My mum came to see me when she could. She learned to inject an orange first, then me. Like others, I found the injection by my poor mother was the only one that really ever hurt.

One day a very good looking boy about my age was wheeled into the ward and placed in the room I had been in for the first two days while I was on the drip. We were the two oldest kids in the ward. He called out at night, moaning as though he was in pain, and sometimes he called out during the day too. There was always someone sitting with him, next to his bed. Almost always his parents. I used to skulk past trying to get a look at him, and once I caught his eye. I felt so sorry for him, alone in there with all those adults, but what could I do? One day when my ‘diabetic sister’ came to visit I asked her about him and she whispered that he had a brain tumour.
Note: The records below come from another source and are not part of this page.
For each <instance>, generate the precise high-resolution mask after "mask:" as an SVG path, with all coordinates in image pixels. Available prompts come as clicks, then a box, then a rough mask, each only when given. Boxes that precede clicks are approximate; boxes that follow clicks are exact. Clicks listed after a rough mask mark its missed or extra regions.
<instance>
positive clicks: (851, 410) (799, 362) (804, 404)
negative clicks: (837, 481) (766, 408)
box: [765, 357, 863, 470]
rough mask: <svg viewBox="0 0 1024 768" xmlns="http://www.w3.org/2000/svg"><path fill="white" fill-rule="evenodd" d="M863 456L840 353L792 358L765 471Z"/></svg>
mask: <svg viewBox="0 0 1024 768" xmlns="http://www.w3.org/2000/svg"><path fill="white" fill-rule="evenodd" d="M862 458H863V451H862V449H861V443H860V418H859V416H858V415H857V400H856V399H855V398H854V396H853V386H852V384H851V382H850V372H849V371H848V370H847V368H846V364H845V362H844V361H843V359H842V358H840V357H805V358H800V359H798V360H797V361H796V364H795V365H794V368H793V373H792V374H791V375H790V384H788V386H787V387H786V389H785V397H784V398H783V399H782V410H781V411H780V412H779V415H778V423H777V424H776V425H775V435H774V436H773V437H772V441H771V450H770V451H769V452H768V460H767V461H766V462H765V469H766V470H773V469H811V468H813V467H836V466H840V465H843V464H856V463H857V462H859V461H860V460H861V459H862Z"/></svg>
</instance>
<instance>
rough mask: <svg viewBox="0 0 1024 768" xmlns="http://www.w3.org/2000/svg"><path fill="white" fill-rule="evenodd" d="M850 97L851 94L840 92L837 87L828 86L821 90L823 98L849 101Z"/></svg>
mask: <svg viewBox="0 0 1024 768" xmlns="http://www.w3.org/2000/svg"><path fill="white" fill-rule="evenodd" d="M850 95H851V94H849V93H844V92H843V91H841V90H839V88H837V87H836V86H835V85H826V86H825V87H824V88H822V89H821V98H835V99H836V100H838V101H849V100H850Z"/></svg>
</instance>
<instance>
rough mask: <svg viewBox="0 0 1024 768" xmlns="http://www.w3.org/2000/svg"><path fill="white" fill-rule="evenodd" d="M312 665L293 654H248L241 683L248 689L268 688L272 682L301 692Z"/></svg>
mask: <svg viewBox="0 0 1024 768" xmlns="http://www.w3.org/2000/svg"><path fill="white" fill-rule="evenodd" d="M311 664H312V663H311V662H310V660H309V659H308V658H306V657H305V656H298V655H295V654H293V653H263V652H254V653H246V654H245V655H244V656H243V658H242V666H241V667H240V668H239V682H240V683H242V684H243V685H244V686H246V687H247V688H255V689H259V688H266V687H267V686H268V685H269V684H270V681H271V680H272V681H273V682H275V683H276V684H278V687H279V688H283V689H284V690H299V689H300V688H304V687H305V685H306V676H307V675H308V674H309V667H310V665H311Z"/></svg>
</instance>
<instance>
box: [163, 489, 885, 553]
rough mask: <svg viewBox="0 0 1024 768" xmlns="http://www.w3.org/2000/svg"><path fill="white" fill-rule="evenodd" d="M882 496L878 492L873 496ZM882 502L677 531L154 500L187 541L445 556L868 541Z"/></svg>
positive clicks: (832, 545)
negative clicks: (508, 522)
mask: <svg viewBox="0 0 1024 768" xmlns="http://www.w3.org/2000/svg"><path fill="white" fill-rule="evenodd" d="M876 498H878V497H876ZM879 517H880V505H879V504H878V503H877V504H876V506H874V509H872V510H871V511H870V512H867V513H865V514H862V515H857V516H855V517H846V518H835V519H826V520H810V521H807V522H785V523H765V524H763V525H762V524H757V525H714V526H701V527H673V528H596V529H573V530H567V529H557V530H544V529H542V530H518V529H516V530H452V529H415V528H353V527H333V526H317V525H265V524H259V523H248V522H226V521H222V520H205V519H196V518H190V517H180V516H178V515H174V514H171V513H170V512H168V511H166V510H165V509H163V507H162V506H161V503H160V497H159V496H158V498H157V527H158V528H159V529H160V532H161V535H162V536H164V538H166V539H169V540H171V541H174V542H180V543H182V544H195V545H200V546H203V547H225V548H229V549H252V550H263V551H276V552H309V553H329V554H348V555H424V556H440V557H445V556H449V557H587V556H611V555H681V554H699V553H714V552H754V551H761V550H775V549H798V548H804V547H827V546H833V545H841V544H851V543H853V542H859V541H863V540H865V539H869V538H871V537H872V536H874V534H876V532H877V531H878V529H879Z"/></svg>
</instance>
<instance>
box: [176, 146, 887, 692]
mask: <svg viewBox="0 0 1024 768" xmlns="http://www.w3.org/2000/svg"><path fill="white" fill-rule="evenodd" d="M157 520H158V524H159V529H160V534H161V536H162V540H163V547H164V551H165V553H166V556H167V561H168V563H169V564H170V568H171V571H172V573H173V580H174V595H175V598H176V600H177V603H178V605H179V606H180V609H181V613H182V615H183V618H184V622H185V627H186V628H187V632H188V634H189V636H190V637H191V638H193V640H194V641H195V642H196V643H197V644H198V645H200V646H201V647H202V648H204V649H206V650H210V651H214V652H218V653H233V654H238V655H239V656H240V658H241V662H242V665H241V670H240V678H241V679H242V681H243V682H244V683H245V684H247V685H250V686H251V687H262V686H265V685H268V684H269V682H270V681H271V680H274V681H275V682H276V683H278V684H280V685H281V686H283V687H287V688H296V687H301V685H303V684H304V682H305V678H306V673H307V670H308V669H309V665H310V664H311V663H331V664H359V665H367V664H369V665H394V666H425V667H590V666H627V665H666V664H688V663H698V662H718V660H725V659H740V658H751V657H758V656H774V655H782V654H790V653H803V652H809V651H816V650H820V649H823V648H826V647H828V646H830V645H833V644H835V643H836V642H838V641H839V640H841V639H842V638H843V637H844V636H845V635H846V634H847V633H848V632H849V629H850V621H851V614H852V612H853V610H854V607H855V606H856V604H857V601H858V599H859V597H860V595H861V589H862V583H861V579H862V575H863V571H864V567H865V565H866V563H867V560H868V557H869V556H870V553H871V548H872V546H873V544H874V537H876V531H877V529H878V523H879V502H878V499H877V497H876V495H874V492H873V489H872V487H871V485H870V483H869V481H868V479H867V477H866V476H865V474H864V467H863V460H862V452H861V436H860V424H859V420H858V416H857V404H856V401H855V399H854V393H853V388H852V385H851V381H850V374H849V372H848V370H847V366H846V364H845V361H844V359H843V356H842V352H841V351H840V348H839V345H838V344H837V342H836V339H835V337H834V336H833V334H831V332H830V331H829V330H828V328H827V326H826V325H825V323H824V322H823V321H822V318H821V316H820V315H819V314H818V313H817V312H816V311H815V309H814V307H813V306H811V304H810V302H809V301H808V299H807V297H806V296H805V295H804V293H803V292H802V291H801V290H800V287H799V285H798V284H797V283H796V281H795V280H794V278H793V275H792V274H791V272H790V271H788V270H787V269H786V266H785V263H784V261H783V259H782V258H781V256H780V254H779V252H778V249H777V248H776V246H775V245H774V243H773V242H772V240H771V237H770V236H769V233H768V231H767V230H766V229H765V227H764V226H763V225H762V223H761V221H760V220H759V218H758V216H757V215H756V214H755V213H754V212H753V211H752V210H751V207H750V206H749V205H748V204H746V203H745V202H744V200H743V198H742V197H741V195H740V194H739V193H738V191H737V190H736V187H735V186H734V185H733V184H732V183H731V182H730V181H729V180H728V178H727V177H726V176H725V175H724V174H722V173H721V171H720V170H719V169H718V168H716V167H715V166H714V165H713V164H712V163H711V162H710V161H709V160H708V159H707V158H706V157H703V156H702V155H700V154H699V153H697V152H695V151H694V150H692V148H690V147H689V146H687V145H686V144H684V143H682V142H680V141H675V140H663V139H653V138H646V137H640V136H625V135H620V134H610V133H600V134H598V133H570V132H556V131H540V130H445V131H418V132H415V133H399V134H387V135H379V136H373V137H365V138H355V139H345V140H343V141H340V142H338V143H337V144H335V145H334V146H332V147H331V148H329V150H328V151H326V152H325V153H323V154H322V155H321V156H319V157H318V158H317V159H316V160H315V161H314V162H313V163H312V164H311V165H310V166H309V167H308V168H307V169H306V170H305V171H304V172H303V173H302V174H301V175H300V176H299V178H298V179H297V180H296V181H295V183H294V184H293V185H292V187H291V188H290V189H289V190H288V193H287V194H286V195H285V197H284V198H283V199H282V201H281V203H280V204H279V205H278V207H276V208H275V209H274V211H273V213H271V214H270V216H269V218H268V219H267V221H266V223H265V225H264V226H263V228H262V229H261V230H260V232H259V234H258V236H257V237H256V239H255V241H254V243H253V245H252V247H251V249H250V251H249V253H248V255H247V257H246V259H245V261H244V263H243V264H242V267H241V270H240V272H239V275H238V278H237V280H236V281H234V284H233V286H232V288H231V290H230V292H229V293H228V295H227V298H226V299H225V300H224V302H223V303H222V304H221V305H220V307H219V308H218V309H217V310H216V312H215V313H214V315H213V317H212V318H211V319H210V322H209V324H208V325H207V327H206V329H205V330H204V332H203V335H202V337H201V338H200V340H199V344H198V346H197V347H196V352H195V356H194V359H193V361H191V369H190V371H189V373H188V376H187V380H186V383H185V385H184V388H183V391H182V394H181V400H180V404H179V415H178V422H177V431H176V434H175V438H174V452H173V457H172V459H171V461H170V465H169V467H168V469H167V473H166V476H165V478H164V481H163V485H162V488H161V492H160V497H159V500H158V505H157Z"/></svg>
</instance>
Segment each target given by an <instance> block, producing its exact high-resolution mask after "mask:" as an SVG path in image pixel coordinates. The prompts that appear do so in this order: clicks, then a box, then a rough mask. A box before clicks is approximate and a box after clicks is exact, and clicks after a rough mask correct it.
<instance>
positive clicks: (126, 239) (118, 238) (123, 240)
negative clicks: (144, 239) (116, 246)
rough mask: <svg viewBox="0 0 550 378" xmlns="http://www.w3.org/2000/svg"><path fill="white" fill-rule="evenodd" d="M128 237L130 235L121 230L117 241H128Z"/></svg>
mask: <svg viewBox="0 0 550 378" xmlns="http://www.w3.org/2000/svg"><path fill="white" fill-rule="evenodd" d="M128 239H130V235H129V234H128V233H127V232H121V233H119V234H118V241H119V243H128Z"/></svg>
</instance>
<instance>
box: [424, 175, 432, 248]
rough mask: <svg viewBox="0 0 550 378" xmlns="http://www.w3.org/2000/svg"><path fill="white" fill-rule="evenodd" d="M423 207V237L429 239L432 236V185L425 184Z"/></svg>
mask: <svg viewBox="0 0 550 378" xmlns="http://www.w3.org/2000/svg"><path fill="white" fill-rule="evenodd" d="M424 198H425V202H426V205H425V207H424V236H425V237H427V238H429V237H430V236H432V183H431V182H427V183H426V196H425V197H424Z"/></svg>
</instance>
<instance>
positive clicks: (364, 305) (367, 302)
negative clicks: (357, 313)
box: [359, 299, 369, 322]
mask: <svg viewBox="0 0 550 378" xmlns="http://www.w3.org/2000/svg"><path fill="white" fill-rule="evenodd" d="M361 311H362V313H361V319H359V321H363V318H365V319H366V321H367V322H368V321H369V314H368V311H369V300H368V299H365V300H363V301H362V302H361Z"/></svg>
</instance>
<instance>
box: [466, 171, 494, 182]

Every day a lovely paediatrician came to see me. He was a round man with a kind, smiling face. His mother had had type 1 diabetes and he used to give her her injections apparently.

Another memory from those two weeks was that I was super anxious at missing two weeks of school. I knew there was a Maths test planned for the day I got back. I panicked and figured I would fail the test as I’d miss so much work. I had to rely on the textbook. It was hard going, working through the worked examples and extremely detailed explanations for everything, and I had to go over pages a few times to make sense out of them. I showed up that first day back at school, carefully measured milk in my drink bottle (one portion), urine test tablets and test tube in my bag, sat the Maths test and was completely gobsmacked to get a score of 100%.

It was the only time in my life I got 100% in a test and I wish I’d realised the significance, the ‘take home message’. Read the documentation. Find the answers yourself and check them. There was no internet then. The only information we had was from doctors and the quarterly magazine from the diabetes association, which was peppered with dire warnings, people who were older than me, and anxiety-inducing outcome data that I didn’t realise applied to the previous generation. I read every word.